# ALMA polarization: XY-phase solver avoids +-45 deg solution

When using the task **gaincal** with parameter *gaintype='XYf+QU'*, the solution to solve is a fit for a slope in 2D data (imag vs. real) from data that has noise is *both* dimensions. In such cases, it is always better to fit a *shallow* (not steep) slope, so if the slope (for imag vs. real) comes out >1.0, it flips the axes (to real vs. imag) and re-fits it (and inverts the resulting value to account for the swap). This minimizes the effect of the real axis noise on the slope calculation. This yields far more accurate solutions when the nominal slope is very large (>>1.0, e.g., the data nearly parallel to the imag axis == cross-hand phase approaching +/-90 deg).
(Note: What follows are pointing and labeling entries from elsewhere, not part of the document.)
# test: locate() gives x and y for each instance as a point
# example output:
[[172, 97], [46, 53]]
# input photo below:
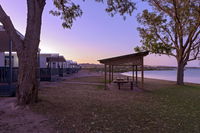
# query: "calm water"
[[191, 75]]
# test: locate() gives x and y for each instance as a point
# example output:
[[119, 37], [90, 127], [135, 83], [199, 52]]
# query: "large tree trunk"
[[27, 48], [180, 73], [28, 85], [27, 91]]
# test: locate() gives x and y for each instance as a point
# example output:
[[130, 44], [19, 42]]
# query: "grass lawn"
[[77, 108]]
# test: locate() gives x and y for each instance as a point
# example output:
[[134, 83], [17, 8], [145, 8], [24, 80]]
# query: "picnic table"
[[121, 81]]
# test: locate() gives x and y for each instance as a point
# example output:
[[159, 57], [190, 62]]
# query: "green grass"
[[165, 107]]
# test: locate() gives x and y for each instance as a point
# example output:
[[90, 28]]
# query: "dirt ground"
[[79, 104], [14, 119]]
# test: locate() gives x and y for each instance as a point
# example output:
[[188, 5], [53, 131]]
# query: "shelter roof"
[[130, 59], [56, 59]]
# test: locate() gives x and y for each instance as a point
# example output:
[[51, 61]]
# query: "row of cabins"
[[51, 66]]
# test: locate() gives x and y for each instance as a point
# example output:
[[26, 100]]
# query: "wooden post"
[[10, 64], [112, 72], [142, 73], [136, 74], [133, 73], [109, 74], [105, 69]]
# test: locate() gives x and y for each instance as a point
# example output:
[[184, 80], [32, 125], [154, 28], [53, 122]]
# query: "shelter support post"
[[109, 74], [10, 64], [105, 71], [142, 73], [133, 75], [136, 72], [112, 72]]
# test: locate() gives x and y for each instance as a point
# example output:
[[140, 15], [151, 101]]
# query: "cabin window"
[[7, 61]]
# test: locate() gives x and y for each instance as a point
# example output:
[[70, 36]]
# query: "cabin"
[[8, 64]]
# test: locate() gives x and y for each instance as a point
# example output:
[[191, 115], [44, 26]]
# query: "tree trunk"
[[27, 91], [180, 73]]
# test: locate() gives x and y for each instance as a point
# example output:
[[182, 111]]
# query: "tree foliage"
[[172, 28]]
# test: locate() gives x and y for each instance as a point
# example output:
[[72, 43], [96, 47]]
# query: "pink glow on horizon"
[[94, 36]]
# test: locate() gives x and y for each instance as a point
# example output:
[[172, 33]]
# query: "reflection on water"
[[191, 75]]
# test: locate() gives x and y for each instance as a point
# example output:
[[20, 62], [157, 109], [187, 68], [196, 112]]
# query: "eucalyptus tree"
[[68, 11], [172, 28]]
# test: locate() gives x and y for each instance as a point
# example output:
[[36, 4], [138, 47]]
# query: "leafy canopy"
[[68, 11], [172, 28]]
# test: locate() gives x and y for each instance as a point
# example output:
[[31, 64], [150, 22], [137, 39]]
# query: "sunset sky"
[[94, 36]]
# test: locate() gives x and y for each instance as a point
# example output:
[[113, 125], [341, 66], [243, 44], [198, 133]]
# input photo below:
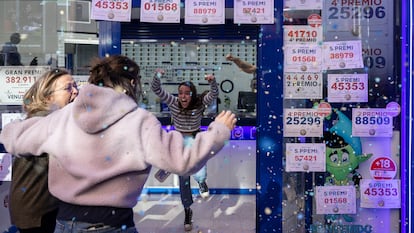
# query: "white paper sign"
[[302, 4], [204, 12], [342, 15], [302, 122], [335, 200], [110, 10], [302, 34], [16, 80], [166, 11], [305, 157], [347, 88], [253, 12], [302, 85], [385, 194], [303, 57], [5, 166], [371, 122], [339, 55], [9, 117]]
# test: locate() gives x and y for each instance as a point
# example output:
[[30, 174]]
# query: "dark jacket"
[[29, 194]]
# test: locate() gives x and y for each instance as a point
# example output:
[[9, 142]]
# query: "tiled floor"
[[163, 213]]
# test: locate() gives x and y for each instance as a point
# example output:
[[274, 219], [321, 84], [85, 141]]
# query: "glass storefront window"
[[341, 118]]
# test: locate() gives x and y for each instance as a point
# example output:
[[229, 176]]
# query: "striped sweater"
[[185, 121]]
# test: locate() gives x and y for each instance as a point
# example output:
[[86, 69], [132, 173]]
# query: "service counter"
[[231, 171]]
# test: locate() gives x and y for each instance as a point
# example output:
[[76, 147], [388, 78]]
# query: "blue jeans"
[[185, 186], [83, 227], [201, 175]]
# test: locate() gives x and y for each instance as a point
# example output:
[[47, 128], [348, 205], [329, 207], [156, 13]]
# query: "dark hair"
[[118, 72], [196, 100]]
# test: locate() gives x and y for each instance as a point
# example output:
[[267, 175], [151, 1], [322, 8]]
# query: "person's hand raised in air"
[[228, 118]]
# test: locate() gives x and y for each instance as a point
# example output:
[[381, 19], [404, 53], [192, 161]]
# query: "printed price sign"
[[347, 88], [302, 4], [342, 14], [371, 122], [302, 34], [5, 166], [305, 157], [9, 117], [16, 80], [110, 10], [339, 55], [383, 168], [254, 12], [160, 11], [303, 57], [302, 122], [204, 12], [302, 85], [375, 58], [384, 194], [335, 199]]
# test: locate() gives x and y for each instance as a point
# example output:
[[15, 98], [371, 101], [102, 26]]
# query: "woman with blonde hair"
[[32, 208], [103, 146]]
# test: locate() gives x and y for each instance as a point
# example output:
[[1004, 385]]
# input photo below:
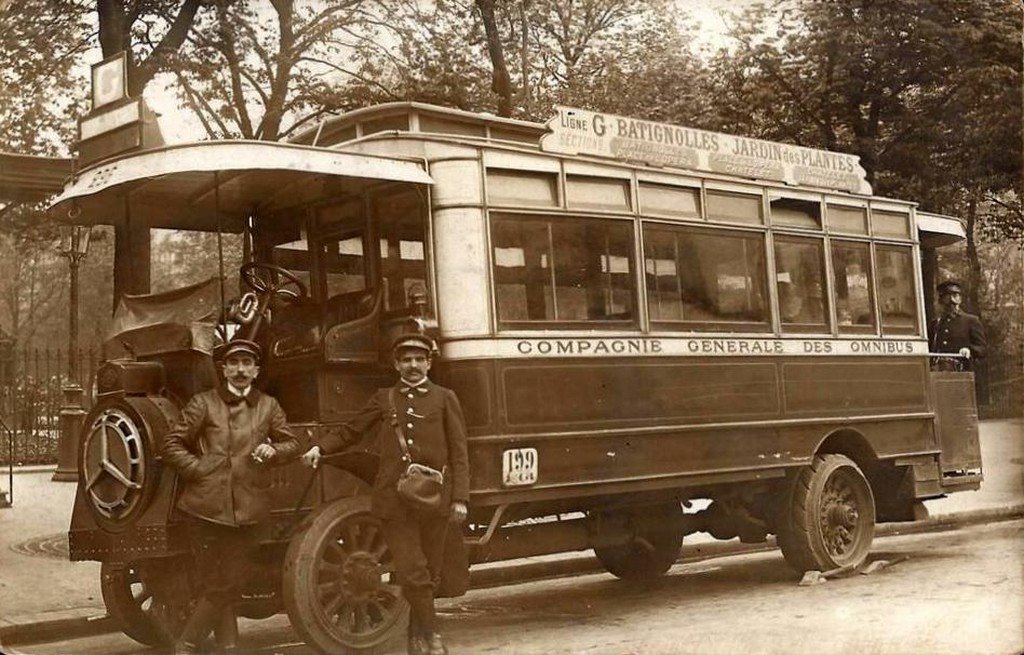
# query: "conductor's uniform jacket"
[[949, 333], [432, 424], [211, 447]]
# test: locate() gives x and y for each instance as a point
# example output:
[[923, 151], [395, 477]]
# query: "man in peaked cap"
[[955, 331], [221, 448], [430, 421]]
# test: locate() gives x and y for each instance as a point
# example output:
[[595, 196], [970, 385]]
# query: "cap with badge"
[[238, 346], [949, 287], [417, 341]]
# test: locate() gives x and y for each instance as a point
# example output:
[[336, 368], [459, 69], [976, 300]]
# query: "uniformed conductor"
[[221, 448], [955, 331], [435, 434]]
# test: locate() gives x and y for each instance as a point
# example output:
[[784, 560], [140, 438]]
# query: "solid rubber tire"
[[799, 529], [299, 593]]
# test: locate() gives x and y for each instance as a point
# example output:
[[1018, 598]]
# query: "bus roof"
[[187, 186], [613, 138]]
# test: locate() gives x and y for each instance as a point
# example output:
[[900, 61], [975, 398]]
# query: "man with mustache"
[[221, 448], [429, 420]]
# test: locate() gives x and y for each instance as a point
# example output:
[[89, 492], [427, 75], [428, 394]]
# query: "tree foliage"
[[927, 93], [40, 96], [260, 71], [150, 32]]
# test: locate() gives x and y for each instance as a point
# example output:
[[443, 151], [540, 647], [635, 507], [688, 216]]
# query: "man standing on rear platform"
[[429, 420], [221, 448], [955, 331]]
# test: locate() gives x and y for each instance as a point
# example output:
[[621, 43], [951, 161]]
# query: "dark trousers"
[[417, 546], [225, 558]]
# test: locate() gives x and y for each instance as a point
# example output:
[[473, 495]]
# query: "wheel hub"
[[114, 465], [360, 576], [840, 516]]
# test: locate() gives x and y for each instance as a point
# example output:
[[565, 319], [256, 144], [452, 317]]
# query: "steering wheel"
[[266, 288]]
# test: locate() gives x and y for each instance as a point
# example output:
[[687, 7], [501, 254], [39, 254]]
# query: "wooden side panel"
[[840, 387], [956, 421]]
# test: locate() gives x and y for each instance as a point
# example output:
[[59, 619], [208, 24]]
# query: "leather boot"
[[435, 646], [226, 631], [202, 620], [417, 645]]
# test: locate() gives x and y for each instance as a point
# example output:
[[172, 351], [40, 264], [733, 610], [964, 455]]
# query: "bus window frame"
[[734, 188], [914, 256], [787, 194], [683, 326], [507, 326], [794, 235], [644, 323], [374, 234], [855, 331]]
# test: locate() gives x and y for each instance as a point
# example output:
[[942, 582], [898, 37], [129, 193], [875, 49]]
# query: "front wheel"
[[150, 600], [826, 520], [339, 584]]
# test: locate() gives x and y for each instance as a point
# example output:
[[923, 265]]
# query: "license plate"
[[519, 467]]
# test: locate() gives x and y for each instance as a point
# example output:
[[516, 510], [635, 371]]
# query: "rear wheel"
[[339, 584], [655, 536], [130, 603], [826, 521], [150, 600]]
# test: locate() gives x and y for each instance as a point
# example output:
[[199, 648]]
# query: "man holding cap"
[[221, 447], [432, 427], [956, 331]]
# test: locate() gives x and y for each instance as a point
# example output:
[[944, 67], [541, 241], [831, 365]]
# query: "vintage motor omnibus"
[[635, 316]]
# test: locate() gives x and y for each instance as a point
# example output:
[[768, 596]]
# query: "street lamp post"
[[74, 246]]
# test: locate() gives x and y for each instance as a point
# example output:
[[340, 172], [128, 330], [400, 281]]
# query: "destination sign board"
[[576, 131]]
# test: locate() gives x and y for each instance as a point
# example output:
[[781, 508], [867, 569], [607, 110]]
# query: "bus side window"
[[401, 225], [563, 269], [697, 276], [897, 301], [852, 272], [345, 278], [800, 275]]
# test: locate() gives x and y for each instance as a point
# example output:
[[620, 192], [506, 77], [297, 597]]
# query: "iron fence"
[[32, 385]]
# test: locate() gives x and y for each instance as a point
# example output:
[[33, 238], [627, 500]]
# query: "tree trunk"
[[974, 292], [501, 83]]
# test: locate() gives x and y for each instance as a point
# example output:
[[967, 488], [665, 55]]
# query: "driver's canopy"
[[328, 236]]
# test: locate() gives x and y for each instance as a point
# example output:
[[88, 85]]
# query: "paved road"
[[957, 592]]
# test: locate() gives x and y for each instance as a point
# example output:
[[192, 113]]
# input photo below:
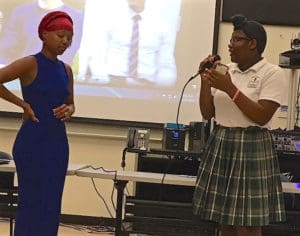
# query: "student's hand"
[[63, 112], [29, 113]]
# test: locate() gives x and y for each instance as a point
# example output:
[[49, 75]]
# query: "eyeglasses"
[[237, 39]]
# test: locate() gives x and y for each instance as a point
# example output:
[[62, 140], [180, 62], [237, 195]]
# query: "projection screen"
[[173, 36]]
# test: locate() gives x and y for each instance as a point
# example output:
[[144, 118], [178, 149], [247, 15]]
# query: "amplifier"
[[286, 141]]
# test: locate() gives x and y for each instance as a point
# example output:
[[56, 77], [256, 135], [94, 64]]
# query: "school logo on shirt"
[[253, 82]]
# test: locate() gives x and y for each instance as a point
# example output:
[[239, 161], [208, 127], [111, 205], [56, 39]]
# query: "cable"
[[297, 106], [180, 99], [98, 193]]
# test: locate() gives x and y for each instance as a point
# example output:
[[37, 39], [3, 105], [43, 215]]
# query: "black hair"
[[252, 29]]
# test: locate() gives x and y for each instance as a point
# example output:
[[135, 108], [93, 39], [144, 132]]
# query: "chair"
[[8, 193]]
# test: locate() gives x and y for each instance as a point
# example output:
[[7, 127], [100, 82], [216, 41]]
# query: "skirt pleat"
[[238, 180]]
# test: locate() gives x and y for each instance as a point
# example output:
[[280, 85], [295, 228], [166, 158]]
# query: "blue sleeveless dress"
[[41, 152]]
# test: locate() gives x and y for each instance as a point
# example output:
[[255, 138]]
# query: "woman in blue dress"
[[41, 150]]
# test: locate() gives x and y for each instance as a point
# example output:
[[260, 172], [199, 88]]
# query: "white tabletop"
[[10, 167], [149, 177]]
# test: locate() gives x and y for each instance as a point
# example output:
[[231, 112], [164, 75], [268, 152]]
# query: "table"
[[121, 178], [10, 167]]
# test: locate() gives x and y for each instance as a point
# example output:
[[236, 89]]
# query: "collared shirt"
[[262, 81], [110, 43]]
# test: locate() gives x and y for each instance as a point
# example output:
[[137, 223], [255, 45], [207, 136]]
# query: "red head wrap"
[[56, 20]]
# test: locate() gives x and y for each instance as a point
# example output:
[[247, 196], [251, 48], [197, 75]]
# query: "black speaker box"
[[163, 192], [196, 136], [173, 139]]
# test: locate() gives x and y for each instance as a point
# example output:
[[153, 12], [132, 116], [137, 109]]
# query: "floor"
[[66, 230]]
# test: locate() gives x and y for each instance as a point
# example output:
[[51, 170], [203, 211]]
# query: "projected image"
[[132, 44], [130, 58], [20, 31]]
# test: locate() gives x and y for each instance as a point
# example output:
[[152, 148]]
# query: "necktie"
[[134, 48]]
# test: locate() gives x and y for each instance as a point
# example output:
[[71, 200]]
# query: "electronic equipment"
[[196, 136], [286, 141], [138, 138], [174, 137]]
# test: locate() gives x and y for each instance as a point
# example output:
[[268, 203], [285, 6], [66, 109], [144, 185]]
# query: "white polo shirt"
[[261, 81]]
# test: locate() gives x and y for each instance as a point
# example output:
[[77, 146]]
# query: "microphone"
[[207, 65]]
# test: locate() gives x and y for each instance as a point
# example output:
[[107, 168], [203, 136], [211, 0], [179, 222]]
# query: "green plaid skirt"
[[238, 180]]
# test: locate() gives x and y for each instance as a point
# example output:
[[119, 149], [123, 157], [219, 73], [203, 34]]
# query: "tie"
[[134, 48]]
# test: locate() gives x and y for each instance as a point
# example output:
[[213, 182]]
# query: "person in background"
[[238, 183], [125, 48], [41, 150], [17, 40]]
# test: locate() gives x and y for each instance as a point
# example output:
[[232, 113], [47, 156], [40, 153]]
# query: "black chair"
[[8, 193]]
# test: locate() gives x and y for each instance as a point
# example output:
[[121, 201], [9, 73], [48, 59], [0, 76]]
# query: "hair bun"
[[238, 20]]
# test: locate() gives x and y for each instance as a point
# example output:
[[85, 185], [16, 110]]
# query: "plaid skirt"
[[238, 180]]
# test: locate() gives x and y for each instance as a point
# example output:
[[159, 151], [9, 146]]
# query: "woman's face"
[[239, 46]]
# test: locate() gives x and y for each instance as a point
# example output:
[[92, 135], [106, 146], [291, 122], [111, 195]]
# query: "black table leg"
[[120, 185]]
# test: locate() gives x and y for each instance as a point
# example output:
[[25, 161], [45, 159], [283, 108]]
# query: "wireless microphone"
[[209, 64], [206, 65]]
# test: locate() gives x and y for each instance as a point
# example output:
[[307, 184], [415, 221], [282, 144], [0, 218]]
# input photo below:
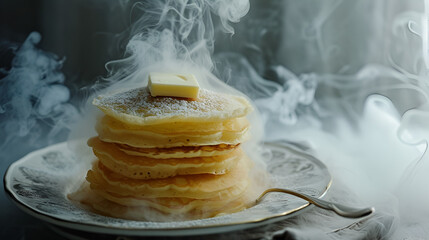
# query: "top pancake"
[[138, 107]]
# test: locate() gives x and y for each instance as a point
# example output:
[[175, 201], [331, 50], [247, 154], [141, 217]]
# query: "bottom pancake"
[[162, 210]]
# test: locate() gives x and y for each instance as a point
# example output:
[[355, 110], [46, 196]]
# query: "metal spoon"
[[339, 209]]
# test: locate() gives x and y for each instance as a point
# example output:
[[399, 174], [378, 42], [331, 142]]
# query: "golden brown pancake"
[[138, 107], [113, 131], [202, 186], [179, 152], [138, 167]]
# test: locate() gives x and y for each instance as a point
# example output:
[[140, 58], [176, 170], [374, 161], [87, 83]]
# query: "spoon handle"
[[339, 209]]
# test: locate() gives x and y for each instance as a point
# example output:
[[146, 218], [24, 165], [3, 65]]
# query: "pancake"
[[179, 128], [147, 139], [202, 186], [138, 167], [138, 107], [171, 205], [179, 152], [157, 212]]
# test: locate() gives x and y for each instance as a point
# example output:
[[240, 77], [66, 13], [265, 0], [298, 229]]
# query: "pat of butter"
[[173, 85]]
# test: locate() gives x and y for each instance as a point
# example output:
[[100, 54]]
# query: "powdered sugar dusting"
[[139, 103]]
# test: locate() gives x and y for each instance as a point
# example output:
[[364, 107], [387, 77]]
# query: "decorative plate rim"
[[172, 231]]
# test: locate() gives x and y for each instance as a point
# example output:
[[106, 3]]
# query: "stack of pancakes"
[[166, 158]]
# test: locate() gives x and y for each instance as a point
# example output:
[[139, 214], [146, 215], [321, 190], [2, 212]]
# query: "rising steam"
[[33, 99], [351, 84]]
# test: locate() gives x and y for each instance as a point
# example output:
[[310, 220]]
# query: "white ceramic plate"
[[39, 183]]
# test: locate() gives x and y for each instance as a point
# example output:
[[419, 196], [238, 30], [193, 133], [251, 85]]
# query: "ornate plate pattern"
[[39, 183]]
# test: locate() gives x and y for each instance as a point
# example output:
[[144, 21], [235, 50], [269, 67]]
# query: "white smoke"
[[34, 105], [369, 63]]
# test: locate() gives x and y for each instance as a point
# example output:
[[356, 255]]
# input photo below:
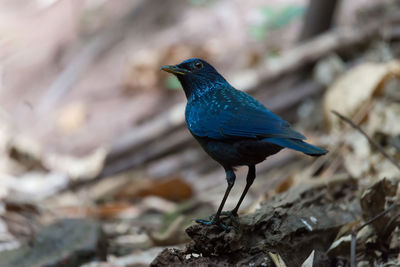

The case of slope = 1.0 (which is cross-hand phase of 45 deg) corresponds to the slope at which to pivot the axis swap decision. When plotting the cross-hand phase solutions, a gap appears at +-45 deg (see figure). This gap is a property of the typical spacings between values in the statistical distribution of slope values. I.e., for a sample of N points filling a distribution with a finite width, there is a characteristic *minimum* spacing between values that is some small *fraction* of the width of the distribution. Of course, smaller spacings are not forbidden, but they are rare. The axis swap reveals this property since all of the (nominal) slopes that are >1.0 (cross-hand phases >45.0 deg) are fit with swapped data and yield the inverse slope (<1.0), and than inverted to be >1.0 again. The typical slopes mostly do not get arbitrarily close to exactly 1.0, so the gap appears. This is essentially an extension of the fact that (for *any* slope), the precise exact value need not be realized in any instance in a sample of solutions for it. E.g., in a sample of N gaussian-distributed values centered on some specific value the likelihood of any sample having that *precise* central value is vanishingly small.

The gap should become smaller when either the noise decreases, or the number of channels (for the same noise) increases.

This feature should be harmless for the calibration of ALMA full-polarization data.